© INTERNE"Nous sommes unanimes pour dire qu'il y en a marre d'appeler les bénévoles à aller ramasser les cochonneries que devraient ramasser les pollueurs". Ce "coup de gueule" de Christian Garnier, vice-président de France Nature Environnement (FNE), est partagé par six autres associations écologistes françaises. Lors d'une conférence de presse tenue lundi, Robin des Bois, Greenpeace France, Les Amis de la Terre, Surfrider Fondation Europe (SFE), Keep it Blue, le Collectif anti marées noires de Saint-Nazaire et FNE ont ainsi demandé à leurs membres de ne pas participer au nettoyage des plages souillées.
"Risques cancérigènes"
Les militants de la FNE sont invités à uniquement prendre part aux réunions avec les préfets, dans le cadre du plan Polmar, pour organiser d'éventuelles opérations de nettoyage et éviter des dégradations des milieux fragiles.

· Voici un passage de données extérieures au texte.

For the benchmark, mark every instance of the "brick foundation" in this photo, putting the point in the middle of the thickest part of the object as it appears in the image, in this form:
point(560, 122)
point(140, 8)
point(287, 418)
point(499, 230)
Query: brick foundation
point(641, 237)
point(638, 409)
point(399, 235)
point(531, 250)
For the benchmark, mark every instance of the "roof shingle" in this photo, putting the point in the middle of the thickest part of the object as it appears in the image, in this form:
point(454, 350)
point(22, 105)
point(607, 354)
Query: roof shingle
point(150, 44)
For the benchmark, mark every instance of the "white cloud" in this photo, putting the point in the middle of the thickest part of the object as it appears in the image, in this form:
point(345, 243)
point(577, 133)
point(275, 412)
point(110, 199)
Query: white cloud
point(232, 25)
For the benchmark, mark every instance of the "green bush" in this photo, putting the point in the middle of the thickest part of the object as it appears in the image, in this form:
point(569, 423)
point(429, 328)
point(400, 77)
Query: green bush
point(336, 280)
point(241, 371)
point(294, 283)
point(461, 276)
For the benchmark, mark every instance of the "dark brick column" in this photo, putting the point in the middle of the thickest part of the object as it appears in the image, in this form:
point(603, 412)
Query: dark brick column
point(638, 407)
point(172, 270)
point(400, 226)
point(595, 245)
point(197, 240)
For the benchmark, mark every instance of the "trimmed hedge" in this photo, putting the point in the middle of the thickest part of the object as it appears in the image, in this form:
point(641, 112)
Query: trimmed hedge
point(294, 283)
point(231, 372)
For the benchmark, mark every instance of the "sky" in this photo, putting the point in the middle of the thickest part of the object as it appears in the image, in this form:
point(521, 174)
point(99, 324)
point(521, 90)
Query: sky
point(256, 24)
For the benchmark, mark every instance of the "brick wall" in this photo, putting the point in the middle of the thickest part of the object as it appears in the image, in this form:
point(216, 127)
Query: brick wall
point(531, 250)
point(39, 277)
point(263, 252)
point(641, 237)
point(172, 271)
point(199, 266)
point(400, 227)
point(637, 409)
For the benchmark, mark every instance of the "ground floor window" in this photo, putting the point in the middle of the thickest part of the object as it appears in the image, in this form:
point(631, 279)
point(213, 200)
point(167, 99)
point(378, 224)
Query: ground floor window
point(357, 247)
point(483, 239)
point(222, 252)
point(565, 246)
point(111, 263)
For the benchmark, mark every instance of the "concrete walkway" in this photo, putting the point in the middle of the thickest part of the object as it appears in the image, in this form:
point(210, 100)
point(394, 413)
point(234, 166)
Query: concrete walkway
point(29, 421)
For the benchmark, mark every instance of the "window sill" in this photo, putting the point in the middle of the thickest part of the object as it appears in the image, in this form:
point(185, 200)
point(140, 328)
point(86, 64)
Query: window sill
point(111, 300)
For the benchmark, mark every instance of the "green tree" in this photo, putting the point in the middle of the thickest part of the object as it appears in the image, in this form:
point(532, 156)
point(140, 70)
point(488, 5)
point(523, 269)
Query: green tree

S'appuyant sur "l'expérience de l'Erika et ses conséquences sanitaires négatives sur de nombreux bénévoles participant au nettoyage", Surfrider Fondation Europe indique dans un communiqué de presse que "ce produit toxique présente des risques cancérigènes incontestables". Car le fioul du Prestige est notamment constitué, comme celui de l'Erika, d'hydrocarbures aromatiques, composés toxiques et cancérigènes. Un contact sans protection peut entraîner des nausées, vomissements, lésions cutanées. Enfants et femmes enceintes doivent impérativement se tenir éloignés du produit. "Les nettoyages nécessitent donc, selon les lois du code du travail, une prise en charge par les professionnels formés aux déchets industriels", ajoute SFE.
Pour un régime de responsabilité illimitée
Certes, les plages françaises ne devraient pas connaître l'arrivée de nappes de fioul colossales, comme lors de l'accident de l'Erika, rappelle à tf1.fr Bruno Rebelle, directeur de Greenpeace France. Un recours massif aux bénévoles ne devrait donc pas être nécessaire, les services publics devant suffire. "Nous demandons à nos adhérents de garder leur temps pour exprimer leur colère", explique-t-il. Objectif : "que l'Union européenne (UE) mette en place un régime de responsabilité illimitée tel que celui qui a été mis en œuvre aux Etats-Unis en 1990, soit à peine un an après la catastrophe de l'Exxon-Valdez" en Alaska. Et Bruno Rebelle de souligner que les Etats-Unis n'ont plus connu de problème de pollution majeur depuis cette date.
Ce régime implique que tout navire navigant à proximité des côtes européennes fasse état d'un certificat d'assurance couvrant à la fois le navire et sa cargaison. "Je ne connais pas un assureur qui accepterait d'assurer un navire pourri", précise le directeur de Greenpeace France. Ceci impose que l'UE sorte de la convention de responsabilité limitée adoptée à l'Organisation maritime internationale. Une sortie qui pourrait permettre, selon Bruno Rebelle, de réformer en profondeur cette institution, jugée "largement inadéquate pour traiter les problèmes de pollution".